Pair Corralation between Headwater Exploration and Canacol Energy

Assuming the 90 days trading horizon Headwater Exploration is expected to generate 2.09 times less return on investment than Canacol Energy. But when comparing it to its historical volatility, Headwater Exploration is 2.02 times less risky than Canacol Energy. It trades about 0.05 of its potential returns per unit of risk. Canacol Energy is currently generating about 0.05 of returns per unit of risk over similar time horizon. If you would invest  360.00  in Canacol Energy on September 3, 2024 and sell it today you would earn a total of  26.00  from holding Canacol Energy or generate 7.22% return on investment over 90 days.
Time Period3 Months [change]
DirectionMoves Together 
StrengthInsignificant
Accuracy100.0%
ValuesDaily Returns

Headwater Exploration  vs.  Canacol Energy

 Performance 
       Timeline  
Headwater Exploration 

Risk-Adjusted Performance

3 of 100

 
Weak
 
Strong
Insignificant
Compared to the overall equity markets, risk-adjusted returns on investments in Headwater Exploration are ranked lower than 3 (%) of all global equities and portfolios over the last 90 days. In spite of very healthy basic indicators, Headwater Exploration is not utilizing all of its potentials. The recent stock price disarray, may contribute to short-term losses for the investors.
Canacol Energy 

Risk-Adjusted Performance

3 of 100

 
Weak
 
Strong
Insignificant
Compared to the overall equity markets, risk-adjusted returns on investments in Canacol Energy are ranked lower than 3 (%) of all global equities and portfolios over the last 90 days. In spite of very unfluctuating technical and fundamental indicators, Canacol Energy may actually be approaching a critical reversion point that can send shares even higher in January 2025.

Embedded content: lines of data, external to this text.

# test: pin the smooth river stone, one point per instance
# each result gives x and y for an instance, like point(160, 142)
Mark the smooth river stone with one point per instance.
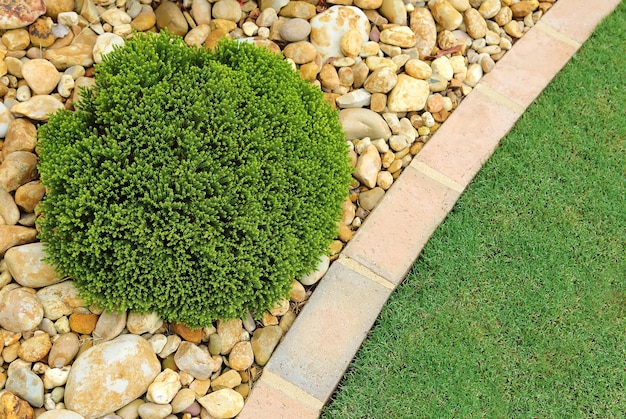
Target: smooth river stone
point(20, 13)
point(14, 236)
point(60, 299)
point(328, 27)
point(446, 15)
point(222, 404)
point(394, 11)
point(20, 310)
point(79, 52)
point(409, 94)
point(103, 370)
point(367, 166)
point(41, 75)
point(5, 119)
point(27, 266)
point(359, 123)
point(38, 107)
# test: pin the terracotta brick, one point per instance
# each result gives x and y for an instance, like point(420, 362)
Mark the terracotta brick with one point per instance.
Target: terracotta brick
point(467, 139)
point(328, 332)
point(578, 18)
point(527, 69)
point(394, 234)
point(267, 402)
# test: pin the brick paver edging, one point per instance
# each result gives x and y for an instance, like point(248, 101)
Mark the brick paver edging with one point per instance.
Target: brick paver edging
point(306, 367)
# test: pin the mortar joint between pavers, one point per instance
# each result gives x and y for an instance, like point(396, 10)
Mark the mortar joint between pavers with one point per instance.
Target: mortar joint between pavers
point(291, 390)
point(556, 34)
point(436, 175)
point(365, 271)
point(499, 98)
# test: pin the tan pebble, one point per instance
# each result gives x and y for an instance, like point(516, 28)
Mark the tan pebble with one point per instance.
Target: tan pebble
point(145, 20)
point(351, 43)
point(35, 348)
point(9, 211)
point(395, 165)
point(64, 350)
point(298, 9)
point(512, 28)
point(243, 389)
point(416, 147)
point(200, 387)
point(297, 293)
point(169, 16)
point(41, 75)
point(197, 35)
point(475, 24)
point(434, 103)
point(18, 168)
point(418, 69)
point(269, 319)
point(401, 36)
point(381, 80)
point(16, 39)
point(40, 33)
point(224, 403)
point(368, 4)
point(335, 247)
point(223, 24)
point(369, 49)
point(487, 64)
point(378, 102)
point(300, 52)
point(194, 336)
point(360, 71)
point(344, 233)
point(287, 320)
point(83, 323)
point(280, 308)
point(504, 16)
point(446, 15)
point(346, 76)
point(309, 71)
point(524, 8)
point(489, 8)
point(28, 195)
point(544, 6)
point(374, 63)
point(12, 407)
point(394, 10)
point(384, 180)
point(329, 77)
point(230, 333)
point(241, 357)
point(14, 67)
point(369, 199)
point(214, 37)
point(441, 115)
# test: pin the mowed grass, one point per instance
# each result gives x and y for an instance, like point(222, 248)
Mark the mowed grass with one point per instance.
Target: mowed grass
point(517, 305)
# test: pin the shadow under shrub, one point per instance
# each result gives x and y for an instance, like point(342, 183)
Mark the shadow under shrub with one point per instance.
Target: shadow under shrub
point(190, 183)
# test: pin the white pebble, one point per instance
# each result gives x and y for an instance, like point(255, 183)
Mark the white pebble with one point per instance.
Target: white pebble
point(250, 28)
point(23, 93)
point(66, 85)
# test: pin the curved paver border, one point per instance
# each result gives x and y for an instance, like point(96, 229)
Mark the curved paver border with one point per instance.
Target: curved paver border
point(305, 369)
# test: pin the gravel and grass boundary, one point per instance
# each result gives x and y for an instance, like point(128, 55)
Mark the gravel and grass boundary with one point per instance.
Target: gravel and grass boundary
point(517, 304)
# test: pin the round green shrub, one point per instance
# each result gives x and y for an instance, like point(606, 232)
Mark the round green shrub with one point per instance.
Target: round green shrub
point(191, 183)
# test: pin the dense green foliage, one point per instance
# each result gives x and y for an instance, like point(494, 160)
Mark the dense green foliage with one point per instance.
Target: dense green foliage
point(191, 183)
point(517, 306)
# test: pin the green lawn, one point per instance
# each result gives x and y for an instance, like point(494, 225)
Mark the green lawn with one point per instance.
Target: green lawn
point(517, 305)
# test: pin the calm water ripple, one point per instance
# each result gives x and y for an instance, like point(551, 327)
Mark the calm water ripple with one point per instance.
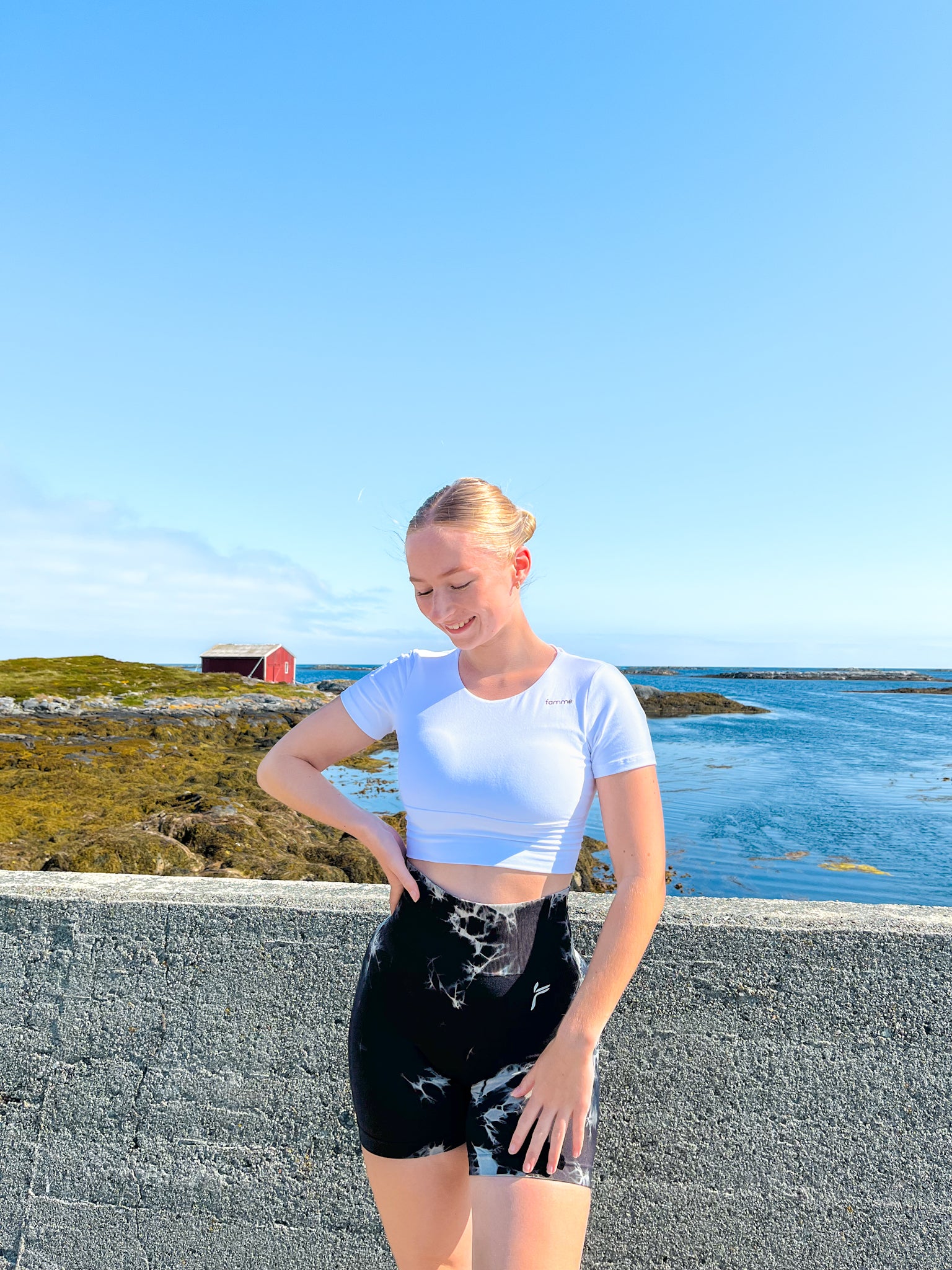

Headwater Exploration and Canacol Energy Volatility Contrast

   Predicted Return Density   
       Returns  

Pair Trading with Headwater Exploration and Canacol Energy

The main advantage of trading using opposite Headwater Exploration and Canacol Energy positions is that it hedges away some unsystematic risk. Because of two separate transactions, even if Headwater Exploration position performs unexpectedly, Canacol Energy can make up some of the losses. Pair trading also minimizes risk from directional movements in the market. For example, if an entire industry or sector drops because of unexpected headlines, the short position in Canacol Energy will offset losses from the drop in Canacol Energy's long position.
The idea behind Headwater Exploration and Canacol Energy pairs trading is to make the combined position market-neutral, meaning the overall market's direction will not affect its win or loss (or potential downside or upside). This can be achieved by designing a pairs trade with two highly correlated stocks or equities that operate in a similar space or sector, making it possible to obtain profits through simple and relatively low-risk investment.
Check out your portfolio center.
Note that this page's information should be used as a complementary analysis to find the right mix of equity instruments to add to your existing portfolios or create a brand new portfolio. You can also try the Portfolio Holdings module to check your current holdings and cash postion to detemine if your portfolio needs rebalancing.